如果列表中的最後一個元素是'9999'，該怎麼辦？你想用它取代什麼樣的價值？ – Cameron

@Cameron道歉，如果最後一個元素是「9999」，那麼它可以被替換爲倒數第二個元素。謝謝。 – AJEnvMap

可能有numpy的功能做到這一點更efficeint方式，但這裏是使用溶液的itertools module：

from itertools import groupby 

for k, g in groupby(range(len(this_array)), lambda i: this_array[i] == 9999): 
    if k: 
     indices = list(g) 
     new_v = (this_array[indices[0]-1] + this_array[indices[-1]+1])/2 
     this_array[indices[0]:indices[-1]+1].fill(new_v)

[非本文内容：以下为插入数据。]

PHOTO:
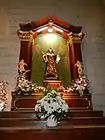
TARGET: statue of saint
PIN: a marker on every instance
(21, 66)
(50, 58)
(80, 67)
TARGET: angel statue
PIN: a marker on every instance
(50, 58)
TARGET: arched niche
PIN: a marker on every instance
(73, 35)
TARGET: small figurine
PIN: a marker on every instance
(80, 67)
(21, 66)
(51, 59)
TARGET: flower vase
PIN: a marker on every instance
(52, 121)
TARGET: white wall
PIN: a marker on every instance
(90, 14)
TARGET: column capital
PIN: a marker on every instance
(25, 35)
(75, 37)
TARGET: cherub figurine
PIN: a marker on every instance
(21, 66)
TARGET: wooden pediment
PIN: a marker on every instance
(34, 25)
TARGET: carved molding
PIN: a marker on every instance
(75, 38)
(25, 35)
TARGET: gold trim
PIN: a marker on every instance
(25, 35)
(75, 38)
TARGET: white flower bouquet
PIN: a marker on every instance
(52, 104)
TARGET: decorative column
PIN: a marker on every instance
(26, 44)
(75, 52)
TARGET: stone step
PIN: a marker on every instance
(31, 114)
(13, 122)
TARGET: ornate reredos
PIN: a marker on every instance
(30, 31)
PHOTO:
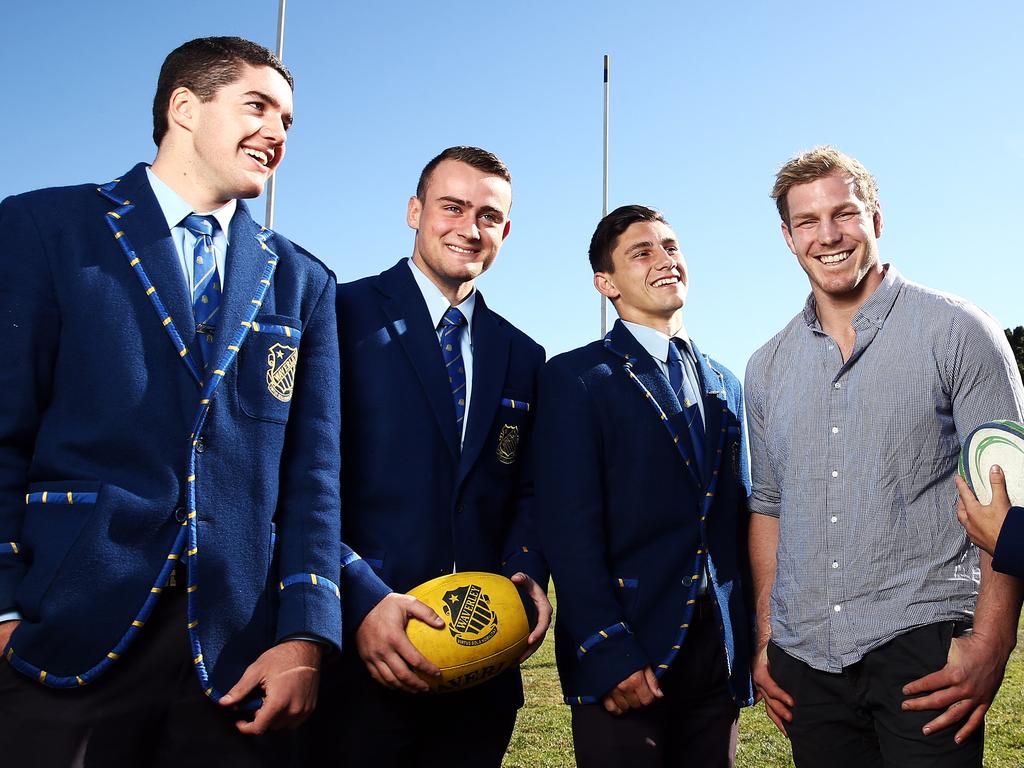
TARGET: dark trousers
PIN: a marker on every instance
(695, 724)
(854, 719)
(360, 724)
(147, 710)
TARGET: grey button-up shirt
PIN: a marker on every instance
(856, 459)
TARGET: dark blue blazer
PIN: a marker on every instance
(1009, 555)
(120, 456)
(628, 522)
(414, 504)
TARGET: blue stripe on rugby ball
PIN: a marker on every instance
(994, 442)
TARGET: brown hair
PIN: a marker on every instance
(205, 66)
(610, 227)
(479, 159)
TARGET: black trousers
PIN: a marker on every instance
(360, 724)
(854, 719)
(695, 724)
(146, 711)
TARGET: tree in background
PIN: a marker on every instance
(1016, 339)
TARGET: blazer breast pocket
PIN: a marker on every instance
(54, 517)
(267, 367)
(514, 417)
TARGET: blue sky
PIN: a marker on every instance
(708, 99)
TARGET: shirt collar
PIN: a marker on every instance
(175, 209)
(876, 307)
(655, 342)
(436, 303)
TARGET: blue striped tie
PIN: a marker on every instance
(683, 388)
(206, 285)
(451, 328)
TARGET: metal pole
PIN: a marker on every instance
(271, 185)
(604, 199)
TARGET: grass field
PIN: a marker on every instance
(542, 737)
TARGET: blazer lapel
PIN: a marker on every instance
(714, 399)
(491, 356)
(244, 268)
(652, 384)
(146, 232)
(408, 312)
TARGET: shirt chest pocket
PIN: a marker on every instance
(267, 368)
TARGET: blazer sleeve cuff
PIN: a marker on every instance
(607, 657)
(1009, 554)
(361, 589)
(309, 604)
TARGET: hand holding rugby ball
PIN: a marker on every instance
(983, 513)
(486, 622)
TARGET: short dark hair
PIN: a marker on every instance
(479, 159)
(610, 227)
(205, 66)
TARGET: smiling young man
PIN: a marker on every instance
(865, 584)
(641, 488)
(437, 404)
(169, 433)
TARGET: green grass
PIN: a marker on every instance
(543, 737)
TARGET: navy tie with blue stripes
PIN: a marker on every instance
(451, 338)
(206, 289)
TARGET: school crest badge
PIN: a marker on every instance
(508, 443)
(281, 363)
(469, 616)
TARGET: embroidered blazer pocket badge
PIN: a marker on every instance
(508, 443)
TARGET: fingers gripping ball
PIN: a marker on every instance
(486, 622)
(994, 442)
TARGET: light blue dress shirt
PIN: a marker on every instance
(436, 306)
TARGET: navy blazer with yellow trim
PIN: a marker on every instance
(119, 456)
(415, 505)
(627, 520)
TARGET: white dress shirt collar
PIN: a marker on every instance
(655, 342)
(436, 303)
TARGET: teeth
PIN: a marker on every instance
(260, 156)
(835, 258)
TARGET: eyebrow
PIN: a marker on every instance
(648, 244)
(287, 119)
(808, 215)
(469, 204)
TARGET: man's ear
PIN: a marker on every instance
(413, 212)
(181, 108)
(604, 286)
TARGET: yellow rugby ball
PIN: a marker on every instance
(486, 622)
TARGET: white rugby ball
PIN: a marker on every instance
(486, 622)
(994, 442)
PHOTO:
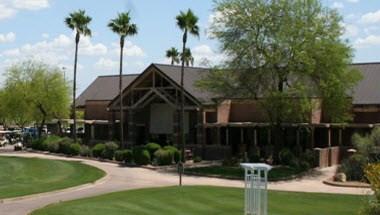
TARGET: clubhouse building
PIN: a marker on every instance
(215, 127)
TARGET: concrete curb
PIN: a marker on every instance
(69, 189)
(330, 182)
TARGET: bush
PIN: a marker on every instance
(75, 149)
(141, 156)
(175, 153)
(164, 157)
(64, 145)
(109, 150)
(97, 150)
(152, 148)
(85, 151)
(197, 159)
(38, 144)
(353, 167)
(232, 161)
(123, 156)
(53, 147)
(286, 157)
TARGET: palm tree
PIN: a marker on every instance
(77, 21)
(173, 54)
(122, 26)
(188, 57)
(187, 22)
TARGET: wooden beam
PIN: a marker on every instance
(142, 99)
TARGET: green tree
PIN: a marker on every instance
(281, 50)
(173, 55)
(123, 27)
(188, 23)
(187, 56)
(15, 106)
(79, 22)
(35, 92)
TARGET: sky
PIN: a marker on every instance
(35, 29)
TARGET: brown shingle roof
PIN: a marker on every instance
(104, 88)
(191, 76)
(368, 89)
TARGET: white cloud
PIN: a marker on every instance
(9, 8)
(30, 4)
(371, 40)
(371, 18)
(45, 35)
(6, 12)
(55, 51)
(106, 64)
(204, 54)
(130, 49)
(337, 5)
(7, 38)
(86, 47)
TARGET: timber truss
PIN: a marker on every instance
(153, 86)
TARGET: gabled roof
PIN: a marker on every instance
(104, 88)
(191, 76)
(368, 89)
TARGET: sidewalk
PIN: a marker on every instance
(125, 178)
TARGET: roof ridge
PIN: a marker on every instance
(365, 63)
(189, 67)
(104, 76)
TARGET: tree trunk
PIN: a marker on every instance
(120, 93)
(182, 115)
(41, 126)
(77, 38)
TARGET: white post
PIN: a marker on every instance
(256, 185)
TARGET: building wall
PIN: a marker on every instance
(366, 114)
(96, 110)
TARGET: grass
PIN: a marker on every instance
(199, 200)
(25, 176)
(276, 174)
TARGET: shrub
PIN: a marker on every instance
(109, 150)
(64, 145)
(197, 159)
(75, 149)
(254, 154)
(98, 149)
(175, 153)
(286, 157)
(37, 144)
(353, 167)
(53, 147)
(141, 156)
(163, 157)
(372, 173)
(123, 156)
(85, 151)
(152, 148)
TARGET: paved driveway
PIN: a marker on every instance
(123, 178)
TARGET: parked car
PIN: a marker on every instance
(18, 146)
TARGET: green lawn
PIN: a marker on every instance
(276, 174)
(199, 200)
(24, 176)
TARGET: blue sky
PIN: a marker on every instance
(35, 29)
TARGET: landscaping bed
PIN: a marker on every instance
(202, 200)
(26, 176)
(276, 174)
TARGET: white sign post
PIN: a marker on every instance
(256, 185)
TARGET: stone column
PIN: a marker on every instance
(201, 131)
(131, 128)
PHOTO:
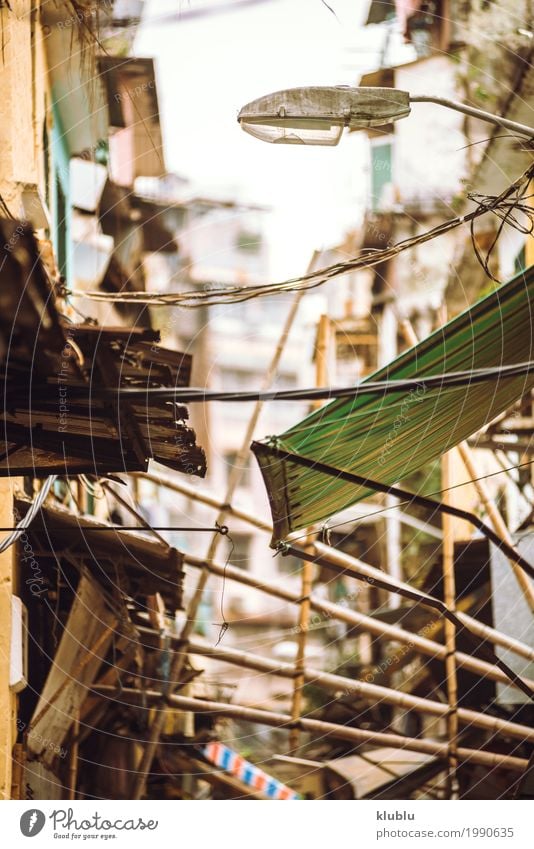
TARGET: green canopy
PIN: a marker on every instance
(386, 436)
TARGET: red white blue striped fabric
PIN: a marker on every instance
(221, 756)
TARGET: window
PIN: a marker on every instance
(381, 171)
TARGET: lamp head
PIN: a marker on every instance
(318, 115)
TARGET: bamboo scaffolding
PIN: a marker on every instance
(478, 628)
(347, 562)
(324, 729)
(499, 525)
(73, 755)
(350, 686)
(330, 610)
(321, 377)
(449, 597)
(178, 661)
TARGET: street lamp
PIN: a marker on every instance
(318, 114)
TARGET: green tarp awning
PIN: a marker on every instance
(385, 437)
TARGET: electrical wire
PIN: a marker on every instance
(448, 380)
(505, 206)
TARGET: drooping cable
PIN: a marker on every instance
(26, 521)
(449, 380)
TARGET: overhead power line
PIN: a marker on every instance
(513, 207)
(449, 380)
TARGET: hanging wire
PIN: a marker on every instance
(505, 206)
(448, 380)
(26, 521)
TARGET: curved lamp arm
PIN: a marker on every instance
(475, 113)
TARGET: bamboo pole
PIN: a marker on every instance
(499, 525)
(372, 692)
(321, 379)
(491, 760)
(496, 519)
(192, 611)
(449, 597)
(345, 561)
(355, 619)
(73, 756)
(478, 628)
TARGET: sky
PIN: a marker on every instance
(208, 67)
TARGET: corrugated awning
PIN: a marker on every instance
(386, 436)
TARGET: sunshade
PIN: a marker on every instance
(385, 437)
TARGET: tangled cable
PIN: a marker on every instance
(505, 206)
(26, 521)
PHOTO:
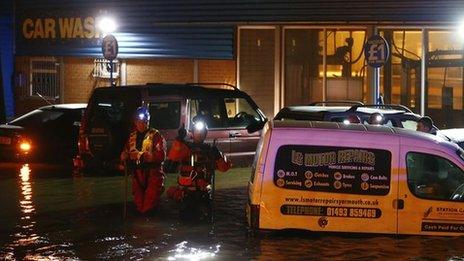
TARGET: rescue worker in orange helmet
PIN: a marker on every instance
(376, 118)
(352, 118)
(144, 153)
(195, 160)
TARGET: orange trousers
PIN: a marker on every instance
(147, 187)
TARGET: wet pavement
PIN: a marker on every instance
(47, 213)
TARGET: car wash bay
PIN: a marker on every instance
(47, 212)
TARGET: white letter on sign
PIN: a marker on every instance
(373, 52)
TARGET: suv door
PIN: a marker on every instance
(433, 194)
(240, 114)
(213, 112)
(166, 115)
(227, 118)
(109, 120)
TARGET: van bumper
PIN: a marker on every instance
(252, 214)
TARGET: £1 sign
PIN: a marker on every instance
(376, 51)
(110, 47)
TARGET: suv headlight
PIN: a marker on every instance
(460, 152)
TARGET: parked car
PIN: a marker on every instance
(231, 116)
(456, 135)
(47, 133)
(394, 115)
(335, 177)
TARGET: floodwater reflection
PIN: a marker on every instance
(27, 224)
(185, 252)
(55, 216)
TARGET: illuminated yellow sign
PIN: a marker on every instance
(63, 28)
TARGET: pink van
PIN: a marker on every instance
(327, 176)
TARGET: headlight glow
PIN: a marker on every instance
(199, 126)
(25, 146)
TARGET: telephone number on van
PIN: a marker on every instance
(330, 211)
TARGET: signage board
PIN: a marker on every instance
(376, 51)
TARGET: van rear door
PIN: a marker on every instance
(345, 181)
(433, 195)
(109, 120)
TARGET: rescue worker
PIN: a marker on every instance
(143, 155)
(376, 118)
(352, 118)
(197, 160)
(425, 124)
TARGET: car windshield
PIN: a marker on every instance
(36, 117)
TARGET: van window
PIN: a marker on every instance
(361, 171)
(113, 106)
(409, 124)
(434, 177)
(239, 112)
(210, 110)
(165, 115)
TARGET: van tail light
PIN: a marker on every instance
(24, 145)
(254, 216)
(83, 144)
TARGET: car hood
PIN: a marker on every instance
(10, 127)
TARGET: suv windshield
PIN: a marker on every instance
(36, 117)
(224, 112)
(165, 115)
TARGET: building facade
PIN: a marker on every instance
(281, 53)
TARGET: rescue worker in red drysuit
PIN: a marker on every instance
(144, 153)
(195, 159)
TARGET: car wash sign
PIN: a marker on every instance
(58, 32)
(59, 28)
(376, 51)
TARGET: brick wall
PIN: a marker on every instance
(159, 70)
(217, 71)
(79, 82)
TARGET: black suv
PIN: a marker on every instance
(232, 117)
(339, 111)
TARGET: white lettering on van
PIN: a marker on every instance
(293, 182)
(347, 185)
(348, 176)
(321, 175)
(356, 156)
(320, 159)
(379, 177)
(297, 158)
(321, 184)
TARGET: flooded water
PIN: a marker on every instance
(47, 213)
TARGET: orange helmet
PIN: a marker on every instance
(376, 118)
(352, 118)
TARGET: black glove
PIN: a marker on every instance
(170, 166)
(181, 133)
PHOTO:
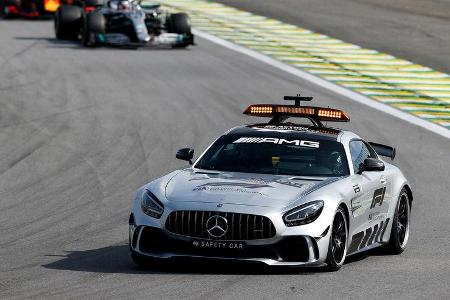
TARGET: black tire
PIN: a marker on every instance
(337, 248)
(179, 23)
(94, 24)
(400, 225)
(4, 4)
(68, 22)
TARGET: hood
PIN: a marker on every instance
(240, 188)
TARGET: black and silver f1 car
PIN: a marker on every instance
(122, 23)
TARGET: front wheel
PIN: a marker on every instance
(400, 226)
(337, 248)
(94, 27)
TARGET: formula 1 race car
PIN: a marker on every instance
(122, 23)
(279, 193)
(28, 8)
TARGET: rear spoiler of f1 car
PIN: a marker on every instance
(383, 150)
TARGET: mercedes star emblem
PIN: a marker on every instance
(217, 226)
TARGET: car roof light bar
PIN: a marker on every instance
(280, 113)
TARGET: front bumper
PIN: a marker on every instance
(286, 251)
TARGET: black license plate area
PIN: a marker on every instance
(231, 246)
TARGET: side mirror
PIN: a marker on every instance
(185, 154)
(372, 164)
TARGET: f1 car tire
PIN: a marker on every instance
(94, 25)
(179, 23)
(337, 248)
(4, 11)
(67, 22)
(400, 226)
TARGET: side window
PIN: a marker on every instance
(359, 152)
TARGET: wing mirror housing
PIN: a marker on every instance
(383, 150)
(372, 165)
(185, 154)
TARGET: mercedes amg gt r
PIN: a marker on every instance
(278, 192)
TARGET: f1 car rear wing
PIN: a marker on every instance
(383, 150)
(280, 113)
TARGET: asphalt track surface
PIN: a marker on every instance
(416, 30)
(81, 130)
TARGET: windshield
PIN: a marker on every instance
(281, 156)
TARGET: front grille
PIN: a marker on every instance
(240, 226)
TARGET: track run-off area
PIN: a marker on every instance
(82, 129)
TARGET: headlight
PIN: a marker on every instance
(151, 206)
(303, 214)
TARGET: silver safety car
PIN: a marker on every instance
(279, 193)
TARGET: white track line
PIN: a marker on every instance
(326, 84)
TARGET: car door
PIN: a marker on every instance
(368, 207)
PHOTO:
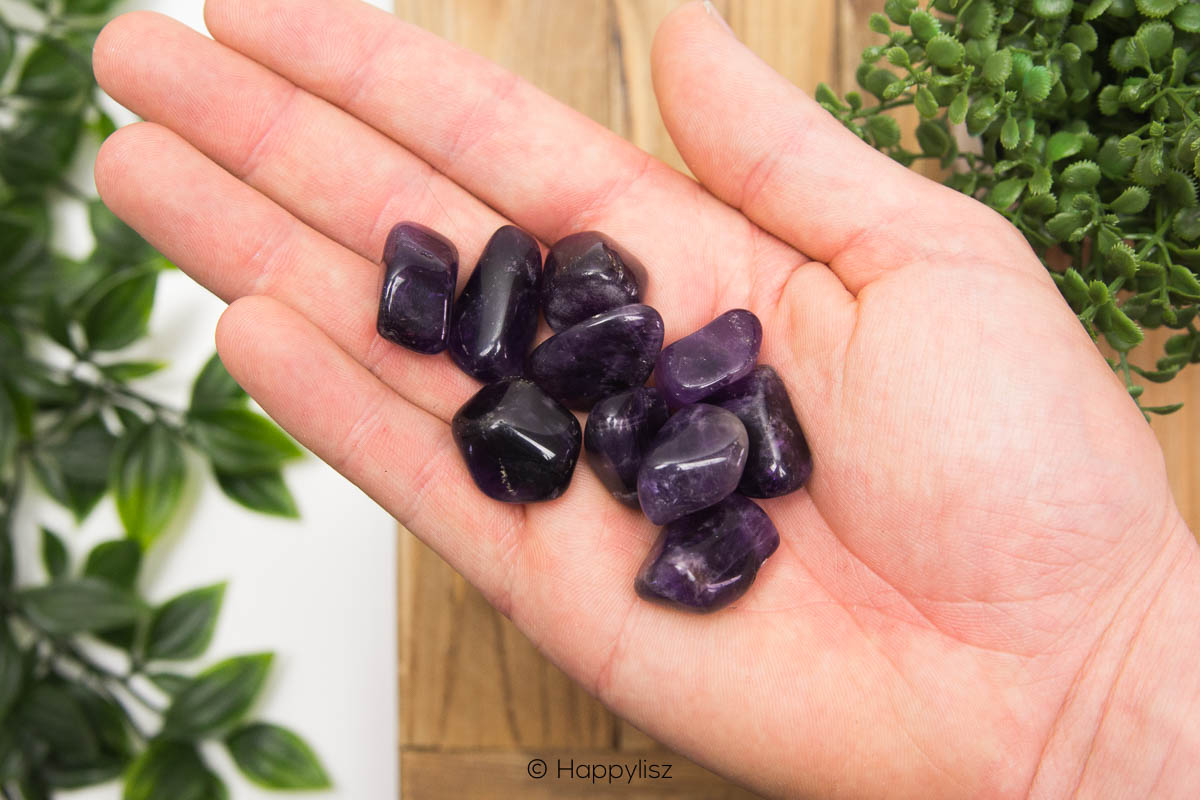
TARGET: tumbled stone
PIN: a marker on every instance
(779, 461)
(603, 355)
(695, 461)
(519, 443)
(588, 274)
(708, 559)
(496, 317)
(420, 271)
(618, 433)
(717, 355)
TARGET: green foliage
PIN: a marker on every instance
(76, 422)
(1089, 142)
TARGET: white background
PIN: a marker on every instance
(319, 591)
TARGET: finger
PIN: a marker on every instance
(367, 433)
(328, 168)
(766, 148)
(235, 241)
(541, 164)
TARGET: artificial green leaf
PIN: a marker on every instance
(1132, 200)
(78, 606)
(123, 372)
(215, 388)
(12, 672)
(53, 72)
(264, 492)
(216, 698)
(115, 561)
(120, 314)
(148, 479)
(276, 758)
(169, 683)
(183, 626)
(239, 440)
(172, 770)
(885, 130)
(54, 554)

如果最後一個元素或第一元素可以是9999，您使用以下命令：

from itertools import groupby 

for k, g in groupby(range(len(this_array)), lambda i: this_array[i] == 9999): 
    if k: 
     indices = list(g) 
     prev_i, next_i = indices[0]-1, indices[-1]+1 
     before = this_array[prev_i] if prev_i != -1 else this_array[next_i] 
     after = this_array[next_i] if next_i != len(this_array) else before 
     this_array[indices[0]:next_i].fill((before + after)/2)

實施例使用第二個版本：

>>> from itertools import groupby 
>>> this_array = np.array([9999, 4, 1, 9999, 9999, 9999, -5, -4, 9999]) 
>>> for k, g in groupby(range(len(this_array)), lambda i: this_array[i] == 9999): 
...  if k: 
...   indices = list(g) 
...   prev_i, next_i = indices[0]-1, indices[-1]+1 
...   before = this_array[prev_i] if prev_i != -1 else this_array[next_i] 
...   after = this_array[next_i] if next_i != len(this_array) else before 
...   this_array[indices[0]:next_i].fill((before + after)/2) 
... 
>>> this_array 
array([ 4, 4, 1, -2, -2, -2, -5, -4, -4])

來源

2012-12-18 22:02:40

我會做一些事情大致如下：

import numpy as np 

def fill(arr, fwd_fill): 
    out = arr.copy() 
    if fwd_fill: 
    start, end, step = 0, len(out), 1 
    else: 
    start, end, step = len(out)-1, -1, -1 
    cur = out[start] 
    for i in range(start, end, step): 
    if np.isnan(out[i]): 
     out[i] = cur 
    else: 
     cur = out[i] 
    return out 

def avg(arr): 
    fwd = fill(arr, True) 
    back = fill(arr, False) 
    return (fwd[:-2] + back[2:])/2. 

arr = np.array([ 4, 4, 1, np.nan, np.nan, np.nan, -5, -4]) 
print arr 
print avg(arr)

第一個功能可以做向前或向後的填充，與最近的非楠替換每個NaN的。

一旦你有了這些，計算平均值是微不足道的，並由第二個函數完成。

你不說你想如何處理第一個和最後一個元素，所以代碼只是把它們切掉。

最後，值得注意的是，如果輸入數組的第一個或最後一個元素缺失（在這種情況下沒有數據來計算某些平均值），函數可以返回NaN。

來源

2012-12-18 22:15:56 NPE

下面是一個遞歸解決方案，其中第一個和最後一個不是9999。您可以使用生成器清理它，因爲遞歸可能會很深。這是一個合理的起始

def a(list, first, depth):  
    if ([] == list): 
    return [] 
    car = list[0] 
    cdr = list[1:] 
    if (9999 == car):   
     return a(cdr, first, depth+1) 
    if (depth != 0): 
     avg = [((first + car) /2)] * depth 
     return avg + [car] + a(cdr, car, 0) 
    else: 
     return [car] + a(cdr, car, 0) 



print a([1,2,9999, 4, 9999,9999, 12],0,0) 
# => [1, 2, 3, 4, 8, 8, 12]

來源

2012-12-18 22:45:34

好，恐怕我得寫我自己，你可以使用np.interp或同等學歷（也許有點更好和更多功能的）SciPy的功能，你可以在scipy.interpolate找到。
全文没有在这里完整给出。